Whether it's becoming more productive at work, being more lenient at home, or eating healthier – the difficult part of accomplishing our goals is making the hard choices to get there each day. Hands down, the one best productivity practice I have learned in 2021 does that trick.
As I have explained earlier, two parts of our brain shape our decisions throughout the day. The prefrontal cortex allows us to reason and pursue our longer-term goals, while our limbic system lets us give in to temptations and seek short-term gratification. Resisting an unwelcome urge – such as quitting on a challenging task or having yet another cookie – feels so hard because it takes up a lot of mental energy for the prefrontal cortex to go to war with the reflexive limbic system.
As it turns out, there's a third brain area that enables our prefrontal cortex to win that war and follow through with our plans. Scientists call that area the basal ganglia. Like an inner conductor, it underpins our ability to engage (termed "go") in desired behaviors and suppress (termed "no-go") undesired ones.

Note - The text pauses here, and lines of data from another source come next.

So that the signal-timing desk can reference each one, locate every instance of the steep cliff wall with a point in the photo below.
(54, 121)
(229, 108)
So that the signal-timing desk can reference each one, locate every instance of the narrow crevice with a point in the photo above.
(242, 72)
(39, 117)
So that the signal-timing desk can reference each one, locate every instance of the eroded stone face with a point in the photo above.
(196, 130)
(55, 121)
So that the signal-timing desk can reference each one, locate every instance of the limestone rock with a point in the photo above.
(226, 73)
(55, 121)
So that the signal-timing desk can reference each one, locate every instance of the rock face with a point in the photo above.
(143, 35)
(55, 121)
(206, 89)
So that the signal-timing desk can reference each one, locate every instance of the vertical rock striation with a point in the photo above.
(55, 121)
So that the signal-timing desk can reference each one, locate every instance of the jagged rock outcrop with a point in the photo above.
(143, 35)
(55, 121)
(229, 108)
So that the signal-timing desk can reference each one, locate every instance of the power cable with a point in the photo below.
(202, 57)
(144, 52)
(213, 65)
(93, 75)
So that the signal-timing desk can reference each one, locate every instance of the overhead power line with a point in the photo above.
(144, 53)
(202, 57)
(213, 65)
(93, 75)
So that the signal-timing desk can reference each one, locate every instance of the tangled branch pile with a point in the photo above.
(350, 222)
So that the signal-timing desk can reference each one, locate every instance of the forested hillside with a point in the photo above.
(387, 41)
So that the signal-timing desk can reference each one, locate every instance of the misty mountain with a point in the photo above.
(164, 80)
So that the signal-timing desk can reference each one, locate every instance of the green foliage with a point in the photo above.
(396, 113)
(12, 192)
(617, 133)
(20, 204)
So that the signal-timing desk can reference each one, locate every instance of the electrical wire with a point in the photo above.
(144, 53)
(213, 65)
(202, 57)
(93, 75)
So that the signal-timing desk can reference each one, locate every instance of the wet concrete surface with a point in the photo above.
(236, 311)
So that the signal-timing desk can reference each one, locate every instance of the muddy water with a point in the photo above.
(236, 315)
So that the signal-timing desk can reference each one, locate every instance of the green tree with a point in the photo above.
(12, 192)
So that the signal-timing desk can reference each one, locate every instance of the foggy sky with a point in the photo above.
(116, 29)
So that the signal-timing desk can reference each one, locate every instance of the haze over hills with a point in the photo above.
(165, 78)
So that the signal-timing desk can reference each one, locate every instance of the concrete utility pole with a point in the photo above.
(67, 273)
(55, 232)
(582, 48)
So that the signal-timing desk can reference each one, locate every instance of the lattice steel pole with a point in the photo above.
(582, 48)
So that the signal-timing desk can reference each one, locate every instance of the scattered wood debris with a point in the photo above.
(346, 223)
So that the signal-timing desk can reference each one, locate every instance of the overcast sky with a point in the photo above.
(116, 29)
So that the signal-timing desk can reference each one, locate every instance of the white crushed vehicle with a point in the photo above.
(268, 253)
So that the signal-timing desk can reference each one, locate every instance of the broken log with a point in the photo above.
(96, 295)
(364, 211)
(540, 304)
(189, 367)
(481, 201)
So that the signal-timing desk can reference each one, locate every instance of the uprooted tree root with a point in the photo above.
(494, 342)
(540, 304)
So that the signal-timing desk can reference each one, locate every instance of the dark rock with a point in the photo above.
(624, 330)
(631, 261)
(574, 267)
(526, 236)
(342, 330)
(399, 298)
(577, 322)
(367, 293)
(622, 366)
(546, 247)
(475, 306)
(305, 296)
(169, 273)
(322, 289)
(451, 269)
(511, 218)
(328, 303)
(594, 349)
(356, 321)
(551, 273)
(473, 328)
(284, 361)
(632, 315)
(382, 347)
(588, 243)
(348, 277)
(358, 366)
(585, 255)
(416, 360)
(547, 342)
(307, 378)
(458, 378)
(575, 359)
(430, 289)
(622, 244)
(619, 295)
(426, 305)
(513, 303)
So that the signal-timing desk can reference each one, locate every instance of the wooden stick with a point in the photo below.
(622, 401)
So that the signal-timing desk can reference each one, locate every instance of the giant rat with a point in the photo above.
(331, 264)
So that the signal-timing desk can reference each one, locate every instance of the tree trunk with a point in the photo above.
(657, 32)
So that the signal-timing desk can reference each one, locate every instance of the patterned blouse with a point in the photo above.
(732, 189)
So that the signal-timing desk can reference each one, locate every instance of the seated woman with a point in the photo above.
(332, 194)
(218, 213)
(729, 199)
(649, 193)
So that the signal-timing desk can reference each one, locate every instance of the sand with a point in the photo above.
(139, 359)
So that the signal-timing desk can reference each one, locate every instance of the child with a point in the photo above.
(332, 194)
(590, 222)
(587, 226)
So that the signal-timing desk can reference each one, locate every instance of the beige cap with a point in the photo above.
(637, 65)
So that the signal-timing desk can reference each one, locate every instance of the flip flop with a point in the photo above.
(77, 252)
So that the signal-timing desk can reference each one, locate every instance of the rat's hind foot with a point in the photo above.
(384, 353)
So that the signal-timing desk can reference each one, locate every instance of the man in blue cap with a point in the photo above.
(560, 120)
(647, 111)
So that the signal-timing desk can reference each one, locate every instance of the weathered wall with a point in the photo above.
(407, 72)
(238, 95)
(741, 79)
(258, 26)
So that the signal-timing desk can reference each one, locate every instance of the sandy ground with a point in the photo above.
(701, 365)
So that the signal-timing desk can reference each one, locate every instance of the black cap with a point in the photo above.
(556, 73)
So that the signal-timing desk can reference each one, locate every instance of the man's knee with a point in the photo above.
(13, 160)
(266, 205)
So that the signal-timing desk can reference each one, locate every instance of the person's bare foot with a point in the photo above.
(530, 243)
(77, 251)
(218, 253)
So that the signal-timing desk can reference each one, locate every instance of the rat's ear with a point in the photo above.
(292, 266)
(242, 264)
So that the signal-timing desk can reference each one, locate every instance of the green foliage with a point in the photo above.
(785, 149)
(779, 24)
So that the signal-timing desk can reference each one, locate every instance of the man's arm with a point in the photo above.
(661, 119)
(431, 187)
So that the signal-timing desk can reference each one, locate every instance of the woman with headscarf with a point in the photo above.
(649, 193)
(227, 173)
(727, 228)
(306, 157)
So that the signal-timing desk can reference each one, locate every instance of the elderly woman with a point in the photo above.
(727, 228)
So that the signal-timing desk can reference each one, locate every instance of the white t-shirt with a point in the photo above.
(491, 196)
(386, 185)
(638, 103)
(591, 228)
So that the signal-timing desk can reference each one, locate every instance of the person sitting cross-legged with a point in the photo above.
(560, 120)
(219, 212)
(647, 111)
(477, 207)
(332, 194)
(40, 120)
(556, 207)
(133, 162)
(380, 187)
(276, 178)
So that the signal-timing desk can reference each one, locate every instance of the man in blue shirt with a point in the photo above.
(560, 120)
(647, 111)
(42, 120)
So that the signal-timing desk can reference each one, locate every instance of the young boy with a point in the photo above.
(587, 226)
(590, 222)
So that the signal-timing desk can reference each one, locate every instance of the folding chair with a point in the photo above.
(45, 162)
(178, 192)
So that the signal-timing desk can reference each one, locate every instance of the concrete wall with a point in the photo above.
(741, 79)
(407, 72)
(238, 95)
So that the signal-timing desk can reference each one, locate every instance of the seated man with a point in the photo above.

The productivity practice I am recommending here was inspired by Stanford neuroscientist Andrew Huberman, who tries to do 21 "no-go's" each day. Whenever he notices that he is about to reflexively engage in an undesired behavior, he tries to catch himself and not do that thing. If he succeeds, that ups his "no-go" count by one.
The number 21 is as ambitious as it is arbitrary, but the practice works surprisingly well. Just as counting breaths during meditation makes it easier not to get taken away by thoughts, counting "no-go's" makes it easier not to get taken away by urges. From my experience, that's due to three interconnected reasons. First, it feels like fun at the moment: Counting a “no-go" when an urge arises replaces the feeling of stress with one of curiosity and playfulness. Second, it feels good after implementation: When we succeed in not giving in to an urge, we feel positive and proud of ourselves. Third, if implemented regularly, counting "no-go's" eventually becomes a habit, making it much easier to resist unwelcome urges as they arise throughout the day.
In a nutshell, counting "no-go's" makes us less prone to giving in to all kinds of urges – including throwing in the towel on a challenging task, getting rude with someone who triggers us, or eating something we'd rather avoid. So, whenever you feel like doing something that you know is not in line with your goals, count up one "no-go" – and see what happens.
Pro tip:
As I have learned over Christmas, the practice doesn't work all too well after a drink or two. But at the turn of the year, that's okay. So enjoy your NYE, and cheers to a great 2022!